Суфьян сказал Чагатаеву:
– Ты думаешь плохо. Народ жить может, но ему нельзя.
Когда он захочет есть плов, пить вино, иметь халат и кибитку, к нему придут чужие люди и скажут: возьми, что ты хочешь, – вино, рис, верблюда, счастье твоей жизни…
– Никто не даст, – ответил Чагатаев.
– Немного давали, – говорил Суфьян. – Горсть риса, чурек, старый халат, вечернюю песню бахши мы имели давно, когда работали на байских хошарах…
– Мать велела мне самому кормиться, когда я был маленький, – сказал Чагатаев. – Мы мало имели, мы умирали.
– Мало, – произнес Суфьян. – Но мы всегда хотели много: и овец, и жену, и воду из арыка – в душе всегда есть пустое место, куда человек хочет спрятать свое счастье. И
за малое, за бедную, редкую пищу, мы работали, пока в нас не засыхали кости.
– Это вам давали чужую душу, – сказал Чагатаев.
– Другой мы не знали, – ответил Суфьян. – Я тебе говорю, если за маленькую еду мы делались от работы и голода как мертвые, то разве хватит даже нашей смерти, чтобы заработать себе счастье?
Чагатаев поднялся на ноги.
– Хватит одной жизни! Теперь наша душа в мире, другой нет.
– Я слыхал, – равнодушно сказал Суфьян, – мы знаем –
богатые умерли все. Но ты слушай меня, – Суфьян погладил старый московский башмак Чагатаева, – твой народ боится жить, он отвык и не верит. Он притворяется мертвым, иначе счастливые и сильные придут его мучить опять.
Он оставил себе самое малое, не нужное никому, чтобы никто не стал алчным, когда увидит его.
Суфьян ушел с теми людьми, какие были с ним. Чагатаев отправился к Айдым и работал с ней до вечера. Вечером он уложил ее спать в сухой пещерке, а сам работал опять, готовя из глины и растертой старой травы саманные кирпичи на постройку первого жилища. Вокруг него и во всей долине никого не было; все люди куда-то разошлись –
может быть, ушли ловить черепах или ловить рыбу на озере.

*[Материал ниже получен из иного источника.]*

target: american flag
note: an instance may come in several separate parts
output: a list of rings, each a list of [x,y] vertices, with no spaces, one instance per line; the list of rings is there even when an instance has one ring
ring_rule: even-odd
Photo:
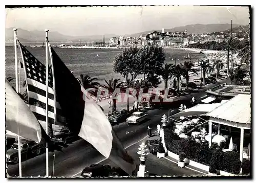
[[[28,88],[30,110],[40,122],[46,122],[46,66],[37,60],[22,44],[19,43],[23,57]],[[65,126],[66,119],[62,115],[56,96],[56,119],[54,115],[55,102],[53,74],[49,66],[48,74],[48,122],[57,125]]]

Чагатаев работал все более быстро и рационально.
Поздно ночью он поднялся по склону на плоскогорье посмотреть, куда ушли все люди. Было всюду видно от чистой высокой луны; свет стоял над безлюдным
Усть-Уртом, покрывая тенью гор впадину Сары-Камыша, и опять занимался далее над влекущей пустыней, уходящей к горам Ирана. Три овцы и баран паслись в соседнем мелком ущелье, с шумом ворочаясь в кучах перекати-поля, ища зеленые живые стебли. В черной тени Усть-Урта, где начинался Сары-Камыш, горел маленький огонь костра, немного далее костра лежало слабое облако тумана над озером. Чагатаев сошел с возвышенности и направился к огню. Через полчаса он подошел достаточно близко и увидел, что вокруг костра, где тихо сгорал саксаул, сидел весь народ. Он пел песню и не видел Чагатаева. Чагатаев заслушался той песни; в детстве он слышал много песен от бахши, от матери, от разных стариков – песни были прекрасные, но жалкие. Эта же песня имела незнакомый смысл, в ней было чувство, не родное его народу, но зато подходящее для него более, чем печаль. Чагатаев расслышал даже тихий, стыдящийся голос своей матери. В песне говорилось: мы не заплачем, когда придут к нам слезы, мы не улыбнемся от радости, и никто не достигнет нашего глубокого сердца, которое выйдет само к людям и ко всей жизни и протянет к ним руки, когда настанет его светлое время, и время это близко: мы слышим, как спешит в нашем сердце душа, желая выйти к нам на помощь… Песня окончилась. Старый Ванька шевелил палкой костер и вытаскивал оттуда испекшиеся рыбки, пробуя их – готовы они или нет, а неиспекшихся кидал обратно.